As I think how the stock market can turn so suddenly, one must step out of one's own shoes and realize so many people were drinking the Kool Aid and this "wash of reality" we've experienced the past few months must be such a shocker to them. They were still living in a cocoon of "everything will be fine by the back half of 2008 and this will at worst be a short, shallow recession if a recession at all" In that vein, I can understand why the market has turned so suddenly and without relent. The critical mass of investors has finally woken up to ideas a very few (hand raised) have been preaching. One tends to believe most everyone has similar views as yourself, or at least you extrapolate that onto the market - that was not the case as the "market" had much more of a benign outlook and someone like myself sounded like a mad man alarmist ;) I wrote over and over, most everyone running the "big money" in America in their hot shot levered "new age" hedge funds had never lived through a consumer led recession.

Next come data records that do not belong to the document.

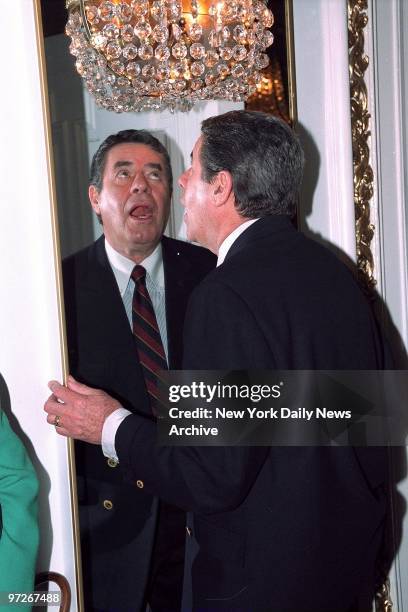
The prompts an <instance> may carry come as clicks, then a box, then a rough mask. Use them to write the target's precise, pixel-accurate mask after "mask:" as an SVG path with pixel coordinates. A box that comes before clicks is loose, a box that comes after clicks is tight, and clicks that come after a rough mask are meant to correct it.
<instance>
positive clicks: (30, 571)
mask: <svg viewBox="0 0 408 612" xmlns="http://www.w3.org/2000/svg"><path fill="white" fill-rule="evenodd" d="M37 493H38V481H37V476H36V474H35V472H34V468H33V466H32V464H31V462H30V459H29V458H28V455H27V452H26V450H25V448H24V446H23V444H22V442H21V441H20V440H19V438H18V437H17V436H16V435H15V434H14V432H13V431H12V429H11V428H10V425H9V422H8V420H7V417H6V415H5V414H4V412H2V411H1V409H0V508H1V523H0V525H1V529H0V591H17V592H22V591H32V590H33V585H34V573H35V564H36V559H37V551H38V543H39V533H38V523H37Z"/></svg>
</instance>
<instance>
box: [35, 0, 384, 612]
mask: <svg viewBox="0 0 408 612" xmlns="http://www.w3.org/2000/svg"><path fill="white" fill-rule="evenodd" d="M281 1H282V2H283V3H284V6H285V30H286V49H287V72H288V91H287V101H288V105H289V117H290V120H291V121H292V122H293V121H296V84H295V70H294V52H293V49H294V46H293V24H292V0H281ZM33 3H34V8H35V17H36V26H37V37H38V50H39V57H40V70H41V78H42V83H41V85H42V96H43V105H44V115H45V117H46V133H47V147H48V149H47V154H48V168H49V180H50V185H51V186H52V188H51V199H52V206H53V235H54V245H55V261H56V262H59V261H60V238H59V235H60V234H59V227H58V220H57V213H56V211H57V203H56V190H55V173H54V161H53V152H52V130H51V120H50V112H49V99H48V87H47V79H46V66H45V53H44V39H43V28H42V16H41V9H40V0H33ZM272 10H273V7H272ZM367 22H368V16H367V0H348V28H349V69H350V98H351V117H352V143H353V166H354V203H355V216H356V247H357V266H358V269H359V273H360V275H361V277H362V278H363V279H364V282H365V284H366V286H367V287H368V288H370V289H371V288H373V287H374V286H375V283H376V281H375V276H374V258H373V253H372V250H371V242H372V239H373V236H374V229H375V228H374V226H373V225H372V223H371V217H370V202H371V199H372V196H373V189H374V176H373V170H372V167H371V165H370V147H369V138H370V114H369V110H368V95H367V86H366V83H365V71H366V69H367V66H368V58H367V56H366V54H365V52H364V31H365V28H366V26H367ZM56 267H57V270H56V275H57V286H58V292H59V308H60V337H61V339H62V345H63V369H64V376H65V378H66V377H67V375H68V359H67V350H66V337H65V317H64V304H63V298H62V277H61V269H60V266H59V265H57V266H56ZM68 461H69V466H70V486H71V500H72V507H71V511H72V520H73V526H74V546H75V559H76V583H77V584H76V586H77V593H78V601H77V609H78V610H79V611H80V612H82V611H83V610H84V606H83V593H82V588H83V587H82V574H81V551H80V532H79V518H78V503H77V492H76V472H75V456H74V445H73V442H72V440H69V441H68ZM392 607H393V605H392V602H391V599H390V590H389V580H388V579H387V580H386V581H385V582H384V585H383V587H382V590H381V591H380V592H379V593H378V594H377V596H376V610H377V612H391V610H392Z"/></svg>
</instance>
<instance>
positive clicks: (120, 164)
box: [113, 160, 163, 171]
mask: <svg viewBox="0 0 408 612" xmlns="http://www.w3.org/2000/svg"><path fill="white" fill-rule="evenodd" d="M133 165H134V164H133V162H131V161H126V160H119V161H117V162H115V163H114V165H113V169H114V170H117V169H118V168H124V167H129V166H133ZM143 168H144V169H147V170H160V171H163V167H162V165H161V164H159V163H153V162H151V163H149V164H145V165H144V166H143Z"/></svg>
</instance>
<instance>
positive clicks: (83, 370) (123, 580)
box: [63, 237, 215, 612]
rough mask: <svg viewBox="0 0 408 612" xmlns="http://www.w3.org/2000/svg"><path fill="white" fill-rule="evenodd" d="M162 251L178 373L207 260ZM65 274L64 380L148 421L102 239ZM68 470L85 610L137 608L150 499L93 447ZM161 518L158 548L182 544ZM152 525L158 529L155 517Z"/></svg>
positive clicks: (122, 318) (149, 544)
mask: <svg viewBox="0 0 408 612" xmlns="http://www.w3.org/2000/svg"><path fill="white" fill-rule="evenodd" d="M162 249H163V251H162V252H163V264H164V276H165V295H166V298H165V299H166V322H167V335H168V350H169V365H170V368H178V367H180V365H181V350H182V329H183V323H184V316H185V310H186V305H187V300H188V297H189V295H190V293H191V291H192V289H193V288H194V286H195V285H196V284H197V283H198V282H199V281H200V280H201V279H202V277H203V276H204V275H205V274H206V273H207V272H208V271H209V270H210V269H211V268H212V267H213V266H214V262H215V258H214V256H213V255H211V254H210V253H209V252H208V251H205V250H204V249H201V248H199V247H195V246H193V245H190V244H187V243H185V242H181V241H178V240H173V239H169V238H166V237H163V239H162ZM63 275H64V293H65V310H66V321H67V338H68V350H69V363H70V371H71V373H72V374H73V375H74V376H75V377H76V378H78V380H80V381H81V382H84V383H86V384H88V385H90V386H93V387H98V388H102V389H104V390H106V391H107V392H108V393H110V394H111V395H112V396H114V397H116V398H117V399H118V400H119V401H120V402H121V404H122V405H123V406H124V407H125V408H127V409H129V410H131V411H132V412H138V413H140V414H143V415H144V416H145V418H147V419H149V420H150V419H152V415H151V411H150V407H149V398H148V395H147V392H146V388H145V383H144V379H143V373H142V370H141V367H140V364H139V359H138V354H137V349H136V345H135V343H134V339H133V335H132V332H131V329H130V325H129V321H128V319H127V316H126V312H125V309H124V306H123V302H122V298H121V296H120V293H119V290H118V286H117V283H116V280H115V278H114V275H113V272H112V269H111V266H110V264H109V262H108V259H107V256H106V251H105V247H104V238H103V237H102V238H100V239H99V240H97V241H96V242H95V243H94V244H93V245H91V246H90V247H88V248H86V249H84V250H82V251H80V252H79V253H76V254H75V255H73V256H71V257H69V258H67V259H66V260H65V261H64V263H63ZM76 464H77V480H78V494H79V509H80V528H81V543H82V557H83V574H84V588H85V602H86V609H87V610H95V609H100V610H109V611H113V610H120V611H121V612H122V611H123V612H124V611H126V610H132V611H135V610H136V611H137V610H142V609H144V605H145V604H144V599H145V594H146V585H147V581H148V578H149V567H150V563H151V557H152V551H153V545H154V542H155V536H157V530H158V509H159V505H158V500H157V499H156V498H154V497H153V496H152V495H150V494H148V493H146V492H145V491H142V490H140V489H138V488H137V487H136V486H135V485H134V484H129V483H125V482H124V479H123V474H122V472H121V468H120V466H116V467H110V465H109V464H108V462H107V460H106V459H105V458H104V457H103V455H102V453H101V449H100V447H96V446H92V445H88V444H82V443H76ZM109 502H111V504H112V507H111V509H109V506H110V503H109ZM162 516H163V513H162ZM167 520H168V522H169V523H170V528H169V526H168V525H167V524H166V525H165V526H164V527H167V529H163V531H164V535H165V537H166V538H167V540H166V546H167V547H172V546H173V547H174V548H175V549H176V548H177V547H179V546H180V545H181V546H184V525H185V520H184V517H183V516H182V515H181V514H179V515H178V513H177V512H175V513H174V515H168V516H167ZM159 527H160V528H161V529H162V528H163V520H162V521H161V522H160V523H159ZM156 547H157V542H156ZM175 552H177V551H175ZM179 571H180V572H182V566H180V567H179ZM181 578H182V576H180V583H181Z"/></svg>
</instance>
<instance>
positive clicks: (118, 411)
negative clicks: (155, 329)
mask: <svg viewBox="0 0 408 612" xmlns="http://www.w3.org/2000/svg"><path fill="white" fill-rule="evenodd" d="M105 250H106V255H107V257H108V260H109V263H110V265H111V267H112V271H113V274H114V276H115V279H116V282H117V284H118V287H119V292H120V295H121V297H122V300H123V305H124V307H125V310H126V315H127V317H128V320H129V325H130V327H131V328H132V301H133V292H134V288H135V283H134V281H133V280H132V279H131V278H130V275H131V273H132V270H133V268H134V267H135V263H134V261H132V260H131V259H128V258H127V257H124V256H123V255H121V254H120V253H118V252H117V251H115V249H114V248H113V247H112V246H111V245H110V244H109V242H107V240H106V238H105ZM140 265H141V266H143V267H144V268H145V270H146V287H147V290H148V292H149V295H150V298H151V300H152V304H153V309H154V313H155V315H156V320H157V325H158V328H159V331H160V336H161V339H162V342H163V348H164V352H165V353H166V359H167V361H168V342H167V325H166V302H165V292H164V267H163V256H162V246H161V243H160V242H159V244H158V245H157V247H156V248H155V249H154V251H153V253H151V254H150V255H149V256H148V257H146V259H144V260H143V261H141V262H140ZM129 414H131V413H130V412H129V410H126V408H118V409H117V410H115V412H112V414H111V415H109V417H108V418H107V419H106V421H105V423H104V425H103V429H102V451H103V454H104V455H105V456H106V457H110V458H112V459H114V460H115V461H117V460H118V458H117V455H116V450H115V436H116V431H117V429H118V427H119V425H120V424H121V423H122V421H123V419H125V418H126V417H127V416H128V415H129Z"/></svg>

The stock jockeys in their 30s (20s??!) and 40s - for them the 1970s to early 80s is when they were born or went to elementary school. Not traded. Apparently none of them read about history (because we are apt to repeat it eh?) So all they were conditioned to was the short and sweet corporate led recessions of early 90s and early 00s - while we went on a 25 year of binge spending as consumers. Hence they were using the wrong playbook entirely - a consumer led recession is a very different think - especially in a country where 70% of GDP is consumerism. I'm only peeved at myself for watching the stock action and not sticking to my convictions longer - when the masses move stocks in completely opposite direction than you believe for months on end, it does lead to some doubts. In April 2008 I wrote

I cannot continue to stress enough how wrong analysts are on 2008 estimates and any company with focus on the US consumer is simply going to be blown apart in due time - if not this earnings season - then in the future. We are told daily how "cheap" these stocks are; this is based on the fictional body of work called "analysts 2008 estimates". Don't believe the hype. The subprime nation (us) is in trouble. Consumers make 70% of GDP. Its a consumption culture where the consumer is being drowned in negative wealth effect from housing, inflation from the Federal Reserve/global forces, and underemployment if not outright unemployment.